Journal d'investigation en ligne
par Antoine Champagne - kitetoa

Comment avoir l’air ridicule en quelques mails

Ma première connexion à Internet remonte à 1994. Je m’en souviens comme si c’était hier. A l’époque, il y avait un logiciel qui permettait d’aller chercher du contenu sur des serveurs “Gopher”. Cette petite introduction digressive pour vous faire comprendre que je suis rompu, par habitude et observation attentive des usages du Net, aux discussions par mail ou de type café du commerce (Usenet).

Ma première connexion à Internet remonte à 1994. Je m’en souviens comme si c’était hier. A l’époque, il y avait un logiciel qui permettait d’aller chercher du contenu sur des serveurs “Gopher”.

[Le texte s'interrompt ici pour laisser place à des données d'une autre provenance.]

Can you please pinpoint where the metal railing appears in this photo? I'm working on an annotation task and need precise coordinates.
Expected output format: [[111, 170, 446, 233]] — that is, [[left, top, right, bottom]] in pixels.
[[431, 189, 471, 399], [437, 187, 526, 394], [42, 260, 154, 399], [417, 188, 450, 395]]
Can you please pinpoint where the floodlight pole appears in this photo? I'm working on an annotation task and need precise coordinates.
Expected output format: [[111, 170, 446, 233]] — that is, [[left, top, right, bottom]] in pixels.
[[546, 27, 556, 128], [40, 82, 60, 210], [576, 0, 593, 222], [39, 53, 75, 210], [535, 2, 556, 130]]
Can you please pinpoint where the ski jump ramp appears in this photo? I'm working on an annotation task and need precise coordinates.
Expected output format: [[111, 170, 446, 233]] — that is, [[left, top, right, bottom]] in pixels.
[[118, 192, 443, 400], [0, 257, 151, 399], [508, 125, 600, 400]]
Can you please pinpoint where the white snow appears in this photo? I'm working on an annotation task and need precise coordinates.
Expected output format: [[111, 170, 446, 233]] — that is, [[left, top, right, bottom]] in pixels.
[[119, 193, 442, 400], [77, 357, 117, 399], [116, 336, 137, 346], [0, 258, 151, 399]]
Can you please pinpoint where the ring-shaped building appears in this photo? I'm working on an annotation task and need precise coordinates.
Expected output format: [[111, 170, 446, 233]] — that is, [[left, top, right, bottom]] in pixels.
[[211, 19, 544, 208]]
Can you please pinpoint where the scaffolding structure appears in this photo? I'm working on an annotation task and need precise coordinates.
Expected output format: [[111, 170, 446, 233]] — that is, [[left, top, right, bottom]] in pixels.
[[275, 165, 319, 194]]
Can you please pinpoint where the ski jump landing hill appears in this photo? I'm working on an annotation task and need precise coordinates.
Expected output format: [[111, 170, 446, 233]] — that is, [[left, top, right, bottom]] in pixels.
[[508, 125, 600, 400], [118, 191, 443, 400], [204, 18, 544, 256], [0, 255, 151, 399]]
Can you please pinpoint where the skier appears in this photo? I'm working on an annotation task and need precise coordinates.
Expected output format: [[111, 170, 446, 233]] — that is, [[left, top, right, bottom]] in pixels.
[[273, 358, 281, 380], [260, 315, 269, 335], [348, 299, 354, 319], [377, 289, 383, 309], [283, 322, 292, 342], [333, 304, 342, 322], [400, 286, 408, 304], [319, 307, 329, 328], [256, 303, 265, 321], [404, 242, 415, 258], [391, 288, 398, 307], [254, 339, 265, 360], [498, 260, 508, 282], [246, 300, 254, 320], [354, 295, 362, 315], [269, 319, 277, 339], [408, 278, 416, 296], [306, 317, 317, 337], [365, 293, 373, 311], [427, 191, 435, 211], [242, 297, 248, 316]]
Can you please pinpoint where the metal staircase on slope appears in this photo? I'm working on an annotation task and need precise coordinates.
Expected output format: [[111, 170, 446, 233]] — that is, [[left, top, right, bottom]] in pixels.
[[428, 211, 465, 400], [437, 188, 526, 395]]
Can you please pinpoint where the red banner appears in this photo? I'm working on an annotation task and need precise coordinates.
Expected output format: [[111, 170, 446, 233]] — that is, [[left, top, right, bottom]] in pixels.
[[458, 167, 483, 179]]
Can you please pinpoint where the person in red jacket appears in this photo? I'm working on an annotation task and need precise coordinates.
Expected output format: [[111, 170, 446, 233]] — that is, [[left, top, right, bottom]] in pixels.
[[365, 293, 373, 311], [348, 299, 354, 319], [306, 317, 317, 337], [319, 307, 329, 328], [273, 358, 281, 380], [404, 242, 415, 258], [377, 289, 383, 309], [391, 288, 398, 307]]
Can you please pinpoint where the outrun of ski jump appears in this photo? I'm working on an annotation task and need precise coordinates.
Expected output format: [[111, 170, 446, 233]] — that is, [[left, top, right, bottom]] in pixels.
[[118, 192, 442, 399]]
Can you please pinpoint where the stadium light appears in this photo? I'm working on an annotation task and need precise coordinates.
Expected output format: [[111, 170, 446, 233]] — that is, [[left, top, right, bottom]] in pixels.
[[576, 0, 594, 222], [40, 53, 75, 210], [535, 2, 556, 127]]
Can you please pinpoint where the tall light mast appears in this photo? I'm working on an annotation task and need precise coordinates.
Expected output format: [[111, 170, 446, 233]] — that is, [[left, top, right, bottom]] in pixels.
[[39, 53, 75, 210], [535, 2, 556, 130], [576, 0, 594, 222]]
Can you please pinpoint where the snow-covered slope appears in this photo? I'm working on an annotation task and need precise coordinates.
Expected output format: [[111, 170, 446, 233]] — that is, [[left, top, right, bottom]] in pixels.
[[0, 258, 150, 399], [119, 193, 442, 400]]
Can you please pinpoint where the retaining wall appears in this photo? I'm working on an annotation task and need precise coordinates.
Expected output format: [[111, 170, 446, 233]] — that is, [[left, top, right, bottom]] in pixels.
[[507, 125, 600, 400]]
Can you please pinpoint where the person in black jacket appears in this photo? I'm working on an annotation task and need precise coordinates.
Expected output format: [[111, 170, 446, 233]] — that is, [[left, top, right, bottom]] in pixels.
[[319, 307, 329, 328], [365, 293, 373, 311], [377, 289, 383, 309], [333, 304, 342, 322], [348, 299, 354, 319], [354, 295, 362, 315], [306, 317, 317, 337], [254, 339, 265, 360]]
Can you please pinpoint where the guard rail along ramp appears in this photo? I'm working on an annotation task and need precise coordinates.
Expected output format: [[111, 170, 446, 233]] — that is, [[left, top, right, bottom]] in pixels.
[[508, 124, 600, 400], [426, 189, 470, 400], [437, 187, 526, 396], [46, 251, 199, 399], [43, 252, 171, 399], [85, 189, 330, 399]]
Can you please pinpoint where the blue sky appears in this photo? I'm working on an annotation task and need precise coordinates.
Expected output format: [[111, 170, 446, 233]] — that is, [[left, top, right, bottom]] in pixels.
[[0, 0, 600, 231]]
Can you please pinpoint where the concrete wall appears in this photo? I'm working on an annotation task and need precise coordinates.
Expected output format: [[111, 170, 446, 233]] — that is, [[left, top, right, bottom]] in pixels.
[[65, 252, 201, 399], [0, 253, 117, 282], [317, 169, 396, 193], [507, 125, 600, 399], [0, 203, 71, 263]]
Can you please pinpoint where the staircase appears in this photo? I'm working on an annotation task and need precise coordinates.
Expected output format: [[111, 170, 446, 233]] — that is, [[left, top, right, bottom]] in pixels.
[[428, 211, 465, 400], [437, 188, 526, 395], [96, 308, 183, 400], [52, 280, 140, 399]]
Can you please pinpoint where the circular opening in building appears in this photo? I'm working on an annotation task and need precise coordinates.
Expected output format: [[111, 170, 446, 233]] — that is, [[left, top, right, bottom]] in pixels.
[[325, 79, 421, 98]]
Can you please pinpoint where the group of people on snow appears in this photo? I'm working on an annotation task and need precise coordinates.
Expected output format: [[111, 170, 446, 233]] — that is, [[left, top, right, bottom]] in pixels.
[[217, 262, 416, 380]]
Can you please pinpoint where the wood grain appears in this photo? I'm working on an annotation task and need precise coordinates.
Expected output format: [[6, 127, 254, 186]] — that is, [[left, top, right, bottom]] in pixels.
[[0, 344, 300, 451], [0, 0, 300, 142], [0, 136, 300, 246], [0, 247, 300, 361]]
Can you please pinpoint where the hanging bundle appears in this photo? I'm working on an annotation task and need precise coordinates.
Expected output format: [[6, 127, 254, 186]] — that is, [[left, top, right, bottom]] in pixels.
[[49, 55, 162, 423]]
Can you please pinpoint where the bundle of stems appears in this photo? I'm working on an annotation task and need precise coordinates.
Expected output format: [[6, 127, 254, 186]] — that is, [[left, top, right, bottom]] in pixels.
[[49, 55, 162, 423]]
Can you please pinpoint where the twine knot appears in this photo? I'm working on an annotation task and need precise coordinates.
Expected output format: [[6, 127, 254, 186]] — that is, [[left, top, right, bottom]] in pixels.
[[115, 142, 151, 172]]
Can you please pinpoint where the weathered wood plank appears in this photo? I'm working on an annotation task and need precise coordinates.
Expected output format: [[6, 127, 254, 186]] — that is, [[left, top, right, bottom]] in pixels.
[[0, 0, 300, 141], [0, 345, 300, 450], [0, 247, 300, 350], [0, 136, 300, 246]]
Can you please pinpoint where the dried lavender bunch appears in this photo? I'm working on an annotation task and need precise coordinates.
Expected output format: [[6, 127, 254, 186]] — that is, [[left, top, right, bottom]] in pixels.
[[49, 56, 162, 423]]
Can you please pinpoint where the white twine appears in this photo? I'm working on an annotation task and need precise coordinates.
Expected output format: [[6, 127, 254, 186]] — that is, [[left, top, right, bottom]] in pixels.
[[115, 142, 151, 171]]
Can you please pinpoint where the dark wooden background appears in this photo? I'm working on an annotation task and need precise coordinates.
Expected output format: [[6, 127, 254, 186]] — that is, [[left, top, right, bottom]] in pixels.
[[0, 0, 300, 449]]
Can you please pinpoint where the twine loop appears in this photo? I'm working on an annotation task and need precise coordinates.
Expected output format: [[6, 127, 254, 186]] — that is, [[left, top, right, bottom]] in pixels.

Cette petite introduction digressive pour vous faire comprendre que je suis rompu, par habitude et observation attentive des usages du Net, aux discussions par mail ou de type café du commerce (Usenet).

Une autre manière de dire que je suis assez doué (mode auto-congratulation “on”) pour amener en quelques mails, quelqu’un à être ridicule.

Préalable : mettre quelques personnes en copie pour avoir des témoins (sinon c’est moins drôle) et utiliser des formes courtes. Moins on en dit tout en appâtant l’autre, plus on a de chances de le voir se répandre en stupidités variées.

Bref. L’autre jour, j’observe que l’une de mes collègues, dont le rôle est de relire avec un oeil acéré les écrits des autres avant mise en production est en arrêt maladie. Cela fait des mois que notre nouveau Directeur de la création lui met une pression d’enfer, histoire de la faire partir. Du harcèlement mode cour de récréation (parfois) et mode sale type (souvent).

J’envoie donc un mail au Directeur de la création, au DG responsable du client, à la commerciale en chef pour ce client et à la personne responsable de la ventilation des tâches. J’explique qu’en l’absence de ma collègue et ayant sur le dos deux textes particulièrement corsés à revoir et/ou produire, je suis ennuyé. Peut-on la remplacer, dis-je.

Réponse du Directeur de la création : "les commerciaux peuvent relire ces papiers".

Je souris intérieurement:

1) la réponse est ridicule. Ce n’est pas le métier des commerciaux et ils ne sont évidemment pas armés pour cela, de la même manière qu’il ne me viendrait pas à l’idée d’aller vendre des prestations aux clients.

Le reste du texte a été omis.